Your simplest option is to store TRB on BingX after you buy it. This keeps funds in a custodial wallet that’s convenient for quick deposits, withdrawals, and trading, handy if you rebalance often or use price alerts.
If you prefer
self-custody, TRB is an ERC-20 on Ethereum, so it works with
EVM wallets like
MetaMask,
Trust Wallet,
Base App, and with
Ledger or
Trezor when connected through MetaMask. You can add TRB by its Ethereum contract and, if you plan to participate on Tellor Layer, bridge TRB from Ethereum using the official Tellor Hub and manage a tellor-prefix account there.
Is Tellor (TRB) a Good Investment?
Tellor (TRB) may appeal to you if you want exposure to a permissionless, dispute-driven oracle where anyone can stake, report data, and challenge bad reports, strong crypto-economic design that aligns incentives for honest feeds.
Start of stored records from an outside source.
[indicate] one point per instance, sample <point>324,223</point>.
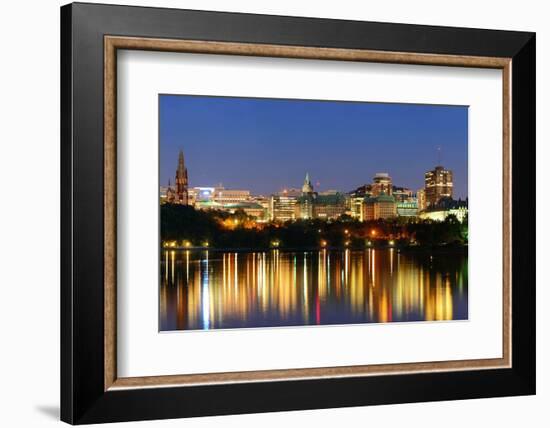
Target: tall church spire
<point>181,181</point>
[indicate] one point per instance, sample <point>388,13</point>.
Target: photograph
<point>297,212</point>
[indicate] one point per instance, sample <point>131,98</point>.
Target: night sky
<point>265,145</point>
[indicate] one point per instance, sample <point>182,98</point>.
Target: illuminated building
<point>180,194</point>
<point>438,185</point>
<point>326,205</point>
<point>381,183</point>
<point>444,208</point>
<point>421,199</point>
<point>407,208</point>
<point>250,208</point>
<point>306,200</point>
<point>283,207</point>
<point>329,206</point>
<point>379,207</point>
<point>402,194</point>
<point>356,207</point>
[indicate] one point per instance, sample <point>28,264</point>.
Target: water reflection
<point>211,289</point>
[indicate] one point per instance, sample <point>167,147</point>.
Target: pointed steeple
<point>181,180</point>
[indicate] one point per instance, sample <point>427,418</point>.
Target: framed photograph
<point>265,213</point>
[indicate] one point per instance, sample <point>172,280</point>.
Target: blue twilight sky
<point>265,145</point>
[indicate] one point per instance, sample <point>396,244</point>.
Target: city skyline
<point>237,142</point>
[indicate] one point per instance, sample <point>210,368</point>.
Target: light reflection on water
<point>213,290</point>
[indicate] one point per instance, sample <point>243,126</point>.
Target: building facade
<point>283,207</point>
<point>438,185</point>
<point>407,208</point>
<point>446,207</point>
<point>379,207</point>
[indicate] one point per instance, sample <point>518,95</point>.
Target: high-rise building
<point>307,187</point>
<point>282,207</point>
<point>381,183</point>
<point>421,198</point>
<point>306,200</point>
<point>181,196</point>
<point>438,184</point>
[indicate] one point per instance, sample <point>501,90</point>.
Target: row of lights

The 2025 launch of Tellor Layer adds a dedicated L1 built to reach consensus on subjective data, giving builders more flexibility than fixed, prepackaged feeds and potentially expanding demand for TRB’s work utility.
TRB’s roles, staking, governance/disputes, and tipping via Autopay, tie token demand to network usage and reporting activity. Note that TRB uses inflationary, time-based issuance (no hard cap) to reward participants, which funds security but can dilute holders, so long-term outcomes hinge on real integration and fee/tip growth amid competition from other oracles.